Born in Portland, Maine, Tompson moved with her family to California at age 8, said The New York Times. Young Ruthie’s walk to her Los Angeles school took her past the new Disney Bros. Studio, and she would peer “through a window, transfixed, as the work of animation unfolded.” One day Walt Disney invited her in, and she became “a fixture” in the studio, sitting on an apple box and watching for hours on end. After graduating high school in 1928, Tompson “took a job mucking out the horses” at a riding academy, said The Times (U.K.). “And there her film career might have ended” but for the fact that Walt and his brother Roy—flush with the success of Mickey Mouse—decided to take polo-playing classes. Recognizin­g Tompson, Walt offered her a job and sent her to “night school to learn the rudiments of inking and painting.”

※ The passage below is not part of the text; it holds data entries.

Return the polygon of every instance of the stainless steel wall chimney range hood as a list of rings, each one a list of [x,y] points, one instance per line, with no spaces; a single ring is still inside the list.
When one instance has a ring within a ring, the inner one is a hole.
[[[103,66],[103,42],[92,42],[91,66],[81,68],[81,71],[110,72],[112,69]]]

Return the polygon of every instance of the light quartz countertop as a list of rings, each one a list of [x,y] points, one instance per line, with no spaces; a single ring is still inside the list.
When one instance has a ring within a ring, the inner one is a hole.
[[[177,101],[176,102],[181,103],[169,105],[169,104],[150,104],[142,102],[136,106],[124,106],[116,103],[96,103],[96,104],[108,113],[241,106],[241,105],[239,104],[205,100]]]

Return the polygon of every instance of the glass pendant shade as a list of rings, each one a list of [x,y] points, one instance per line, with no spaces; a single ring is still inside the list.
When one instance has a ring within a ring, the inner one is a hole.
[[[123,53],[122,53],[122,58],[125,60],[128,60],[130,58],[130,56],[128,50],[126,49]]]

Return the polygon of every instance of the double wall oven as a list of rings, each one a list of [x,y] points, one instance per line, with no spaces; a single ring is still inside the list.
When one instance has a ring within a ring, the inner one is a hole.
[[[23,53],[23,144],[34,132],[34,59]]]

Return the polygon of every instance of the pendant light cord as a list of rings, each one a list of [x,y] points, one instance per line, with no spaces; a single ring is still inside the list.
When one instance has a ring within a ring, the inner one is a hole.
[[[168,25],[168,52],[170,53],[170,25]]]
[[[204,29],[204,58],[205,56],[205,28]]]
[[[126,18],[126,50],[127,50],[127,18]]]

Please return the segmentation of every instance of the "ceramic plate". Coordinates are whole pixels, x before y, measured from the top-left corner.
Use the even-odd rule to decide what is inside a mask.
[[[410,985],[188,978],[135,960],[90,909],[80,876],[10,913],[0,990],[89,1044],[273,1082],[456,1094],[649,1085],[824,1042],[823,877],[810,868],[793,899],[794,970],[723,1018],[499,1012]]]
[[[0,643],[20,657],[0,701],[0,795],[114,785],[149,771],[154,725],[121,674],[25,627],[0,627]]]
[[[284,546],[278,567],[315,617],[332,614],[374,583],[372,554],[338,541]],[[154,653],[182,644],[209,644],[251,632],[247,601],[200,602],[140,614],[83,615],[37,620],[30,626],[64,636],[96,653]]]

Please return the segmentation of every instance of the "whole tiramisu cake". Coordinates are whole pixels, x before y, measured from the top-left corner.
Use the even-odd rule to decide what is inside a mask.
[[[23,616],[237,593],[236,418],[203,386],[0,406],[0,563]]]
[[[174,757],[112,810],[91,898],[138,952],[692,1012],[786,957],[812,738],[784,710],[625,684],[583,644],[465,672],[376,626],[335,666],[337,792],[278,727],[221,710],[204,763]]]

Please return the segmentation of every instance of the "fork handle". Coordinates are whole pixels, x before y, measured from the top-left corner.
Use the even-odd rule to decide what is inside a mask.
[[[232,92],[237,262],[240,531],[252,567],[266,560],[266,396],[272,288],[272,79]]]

“Though she operated behind the scenes, Tompson’s technical skill was recognized” in 1952 when she became one of the first women admitted to the Internatio­nal Photograph­ers Union, said Smithsonia­nMag.com. Tompson was supervisor of Disney’s scene-planning department when she retired in 1975; 25 years later, she was given the in-house honor of being named a Disney Legend. “I never got over being awestruck at the fact that I was a part of this wonderful thing,” she said of her work at the studio. “Even though it was just plain old cartoons.”